Media Bulletin

Freelance Journalist Interview with Veronique Mistiaen

By Paul Burvill

1st April 2014


Hello Veronique! Firstly, tell us what you write about as a freelancer – what are your specialist subjects?

Hi there! I mostly write about social issues, international development, human rights and the environment, although I sometimes write about lighter topics, too. For example, I've visited Europe's oldest boys' choir in Catalonia's Montserrat Mountains and interviewed Daniel Radcliffe and the rest of the 'Harry Potter' crew (a while ago).

Where would we be most likely to see your work?

I used to write mostly for the nationals' weekend supplements, such as Guardian Weekend and Time magazine, as well as US papers, such as the Chicago Tribune and San Francisco Chronicle, but I have now diversified and also write for various sections and blogs of The Guardian, The Economist (mostly blogs), New Internationalist, Positive News and Reader's Digest, as well some more niche websites, among other outlets.

What inspired you to move into freelancing?

Necessity! I had worked as a reporter on several newspapers in the San Francisco Bay Area for many years and loved it. But when we moved to England with a toddler and a baby many years ago, I didn't know anyone, had no contacts, so started stringing for US papers and freelanced for several women's magazines. I then moved on to social issues, the environment and humanitarian topics – and I am still there. I still miss the buzz of the newsroom, but love the independence I have as a freelance.

What is the most memorable work you’ve done?

In terms of impact, it is an investigation into the treatment of pregnant women in US prisons I did with a colleague at the Center for Investigative Journalism in San Francisco. It was a labour of love: we travelled the country on a shoestring and worked for a whole year on the story without a commission, but the piece ended up having a big impact.

The most controversial one was a piece for Guardian Weekend a few months ago, profiling British women who had converted to Islam. It attracted thousands of very hostile comments.

What interview or feature would you love the chance to do?

Rather than a particular topic, it is a type of story I am longing to do. I would love to be able to immerse myself in a topic, have the time and resources to do in-depth research and get to know a complex issue inside out, then write a long-form narrative piece. As a freelance, this is an impossible luxury.

Having been a journalist on both sides of the Atlantic, did you see any differences between how the industry operates in the UK and US?

Things have changed on both sides, but when I moved to England from the US some 17 years ago I was amazed that no one was fact-checking my stories, that editors asked me to doctor quotes and reporters reproduced bits from other newspapers without verifying them.

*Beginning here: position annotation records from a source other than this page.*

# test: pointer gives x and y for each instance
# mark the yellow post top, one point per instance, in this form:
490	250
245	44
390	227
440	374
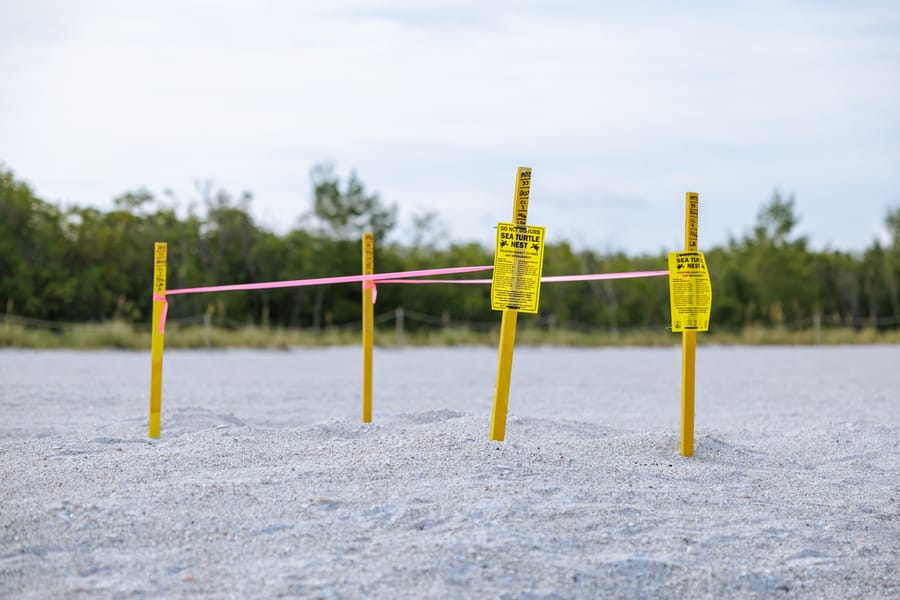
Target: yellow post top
160	252
368	254
523	189
691	221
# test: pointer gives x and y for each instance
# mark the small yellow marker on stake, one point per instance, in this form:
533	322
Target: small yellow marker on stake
689	338
509	319
368	260
156	338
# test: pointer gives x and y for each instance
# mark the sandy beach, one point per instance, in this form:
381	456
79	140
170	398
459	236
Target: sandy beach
266	484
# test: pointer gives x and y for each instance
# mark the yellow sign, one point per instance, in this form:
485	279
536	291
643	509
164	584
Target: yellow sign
518	262
159	267
691	220
690	291
523	190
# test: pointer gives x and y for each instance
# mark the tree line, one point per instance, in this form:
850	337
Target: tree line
82	264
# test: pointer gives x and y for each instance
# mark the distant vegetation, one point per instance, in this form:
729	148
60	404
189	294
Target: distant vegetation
63	268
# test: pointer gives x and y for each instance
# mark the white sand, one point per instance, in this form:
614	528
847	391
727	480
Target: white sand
265	485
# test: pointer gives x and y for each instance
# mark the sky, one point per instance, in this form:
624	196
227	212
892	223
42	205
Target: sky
619	108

In the US, an army of fact-checkers would fine-comb even the most mundane stories and journalists had to be able to back up the slightest details. Journalists in the US had to be as objective as possible, while UK ones needed to be able to build up good arguments and have an interesting voice. After 9/11, the US media seems to have become more insular and less critical.

Do you think mainstream press coverage of social and humanitarian issues accurately reflects the scope of these issues in reality?

Not really. Because of budget cuts, editors nowadays cannot afford to take risks: they want stories that their readers absolutely want to read, so they only commission social and humanitarian issues if they are directly relevant to their readers, have a huge "wow" factor, or involve celebrities. Few stories, however important, fit these criteria. There are many good niche publications focusing on these issues, but they tend to speak to a specialised audience.

A lot of freelance journalists find social media useful for inspiration for features and for making contacts – do you use social media in your work?

Yes, I have a LinkedIn account, am on Facebook (mostly privately) and Twitter, and have a blog. I have found sources on both FB and Twitter, and I use Twitter to see what people are talking about.

How can PRs be useful to you, and how can they get in touch?

I work closely with PRs from NGOs and organisations such as Oxfam, Unesco and Rainforest Alliance, trying to find the best way to tell stories that need attention. It is usually a long process in which we exchange ideas, look for case studies, plan trips, etc., so it is important for PRs to approach me several months in advance (for a magazine piece).

I also get ideas for shorter or more topical pieces through press releases (the British women converting to Islam came from a press release about research by Cambridge University, for example). Email is the best way to reach me.

Do you find press conferences, trips, parties and other events useful or an interruption as a freelancer?

I love them! I am a social person and freelancing is rather lonely, but it is a question of balance, of course. I go on reporting trips, but find that individual or smaller ones yield better results for the type of stories I work on. I find conferences very useful to make contacts and I like networking events, such as those hosted by Women in Journalism. 

What media do you enjoy in your spare time?

Nothing matches a good book.

In the past year, what has been your favourite piece written by another journalist on a subject you cover, and why?

There are many, many articles I love and admire, but the most gripping piece of journalism I have read lately is actually a book called 'Stasiland – Stories from Behind the Berlin Wall' by Anna Funder. It is reporting at its best, but it reads like a novel.